Вечером на даче в Павловске эти господа литераторы отчехвостили бедного юнца – Ипполита. Так и не довелось ему прочесть свою клеенчатую тетрадку. Тоже выискался Руссо!
Они не видели и не понимали прелестного города с его чистыми корабельными линиями.
А бесенок скандала вселился в квартиру на Разъезжей, привинтив медную дощечку на имя присяжного поверенного, – эта квартира неприкосновенна и сейчас – как музей, как пушкинский дом, – дрыхнул на оттоманках, топтался в прихожих – люди, живущие под звездой скандала, никогда не умеют вовремя уходить, – канючил, нудно прощался, тычась в чужие галоши.
Господа литераторы! Как балеринам – туфельки-балетки, так вам принадлежат галоши. Примеряйте их, обменивайте: это ваш танец. Он исполняется в темных прихожих при одном непременном условии – неуважения к хозяину дома. Двадцать лет такого танца составляют эпоху; сорок – историю… Это – ваше право.
Смородинные улыбки балерин, лопотание туфелек, натертых тальком, воинственная сложность и дерзкая численность скрипичного оркестра, запрятанного в светящийся ров, где музыканты перепутались, как дриады, ветвями, корнями и смычками, растительное послушание кордебалета, великолепное пренебрежение к материнству женщины…
– Этим нетанцующим королем и королевой только что играли в шестьдесят шесть.
– Моложавая бабушка Жизели разливает молоко – должно быть, миндальное.
– Всякий балет до известной степени – крепостной. Нет, нет, – тут уж вы со мной не спорьте!
Январский календарь с балетными козочками, образцовым молочным хозяйством мириад миров и треском распечатываемой карточной колоды…

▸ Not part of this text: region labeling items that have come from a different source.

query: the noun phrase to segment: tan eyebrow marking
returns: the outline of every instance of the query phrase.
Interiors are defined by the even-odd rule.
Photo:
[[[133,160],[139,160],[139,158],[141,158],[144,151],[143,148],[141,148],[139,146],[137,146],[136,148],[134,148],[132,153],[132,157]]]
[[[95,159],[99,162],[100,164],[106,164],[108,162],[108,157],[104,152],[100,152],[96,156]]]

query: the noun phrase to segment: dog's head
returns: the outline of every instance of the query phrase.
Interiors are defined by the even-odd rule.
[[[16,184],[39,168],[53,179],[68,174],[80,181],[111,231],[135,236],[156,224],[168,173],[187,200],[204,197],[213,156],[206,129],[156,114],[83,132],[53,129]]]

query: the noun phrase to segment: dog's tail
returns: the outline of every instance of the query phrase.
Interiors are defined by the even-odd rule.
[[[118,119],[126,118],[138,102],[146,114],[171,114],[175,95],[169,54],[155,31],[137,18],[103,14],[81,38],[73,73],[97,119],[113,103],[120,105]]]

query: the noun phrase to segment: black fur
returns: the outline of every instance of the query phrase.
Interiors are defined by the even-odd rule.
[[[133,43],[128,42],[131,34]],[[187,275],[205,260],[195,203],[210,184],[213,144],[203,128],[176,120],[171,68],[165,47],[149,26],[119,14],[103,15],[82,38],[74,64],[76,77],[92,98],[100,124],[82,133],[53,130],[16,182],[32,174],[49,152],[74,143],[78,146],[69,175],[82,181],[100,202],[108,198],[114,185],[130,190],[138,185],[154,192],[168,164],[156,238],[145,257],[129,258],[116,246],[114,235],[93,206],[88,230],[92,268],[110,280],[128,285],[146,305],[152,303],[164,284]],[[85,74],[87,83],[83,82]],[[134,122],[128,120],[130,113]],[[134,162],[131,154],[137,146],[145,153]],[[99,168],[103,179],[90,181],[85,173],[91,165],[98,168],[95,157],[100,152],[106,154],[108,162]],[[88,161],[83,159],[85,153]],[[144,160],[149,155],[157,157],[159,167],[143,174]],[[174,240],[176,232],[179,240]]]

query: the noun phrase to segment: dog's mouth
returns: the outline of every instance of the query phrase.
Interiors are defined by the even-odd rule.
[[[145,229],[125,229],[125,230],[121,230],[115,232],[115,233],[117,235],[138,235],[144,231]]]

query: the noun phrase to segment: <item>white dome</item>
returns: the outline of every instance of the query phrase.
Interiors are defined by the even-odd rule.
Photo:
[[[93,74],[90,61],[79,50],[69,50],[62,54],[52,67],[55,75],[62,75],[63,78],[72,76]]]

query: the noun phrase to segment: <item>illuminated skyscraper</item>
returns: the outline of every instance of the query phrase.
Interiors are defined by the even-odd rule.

Подъезжая с тылу к неприлично ватерпруфному зданию Мариинской оперы:
Сыщики-барышники, барышники-сыщики,
Что вы на морозе, миленькие, рыщете?
Кому билет в ложу,
А кому в рожу.
– Нет, что ни говорите, а в основе классического танца лежит острастка – кусочек «государственного льда».
– Как вы думаете, где сидела Анна Каренина?
– Обратите внимание: у античности был амфитеатр, а у нас – у новой Европы – ярусы. И на фресках Страшного суда, и в опере. Единое мироощущение.
Придымленные улицы с кострами вертелись каруселью.
– Извозчик, на «Жизель» – то есть к Мариинскому!
Петербургский извозчик – это миф, козерог. Его нужно пустить по зодиаку. Там он не пропадет со своим бабьим кошельком, узкими, как правда, полозьями и овсяным голосом.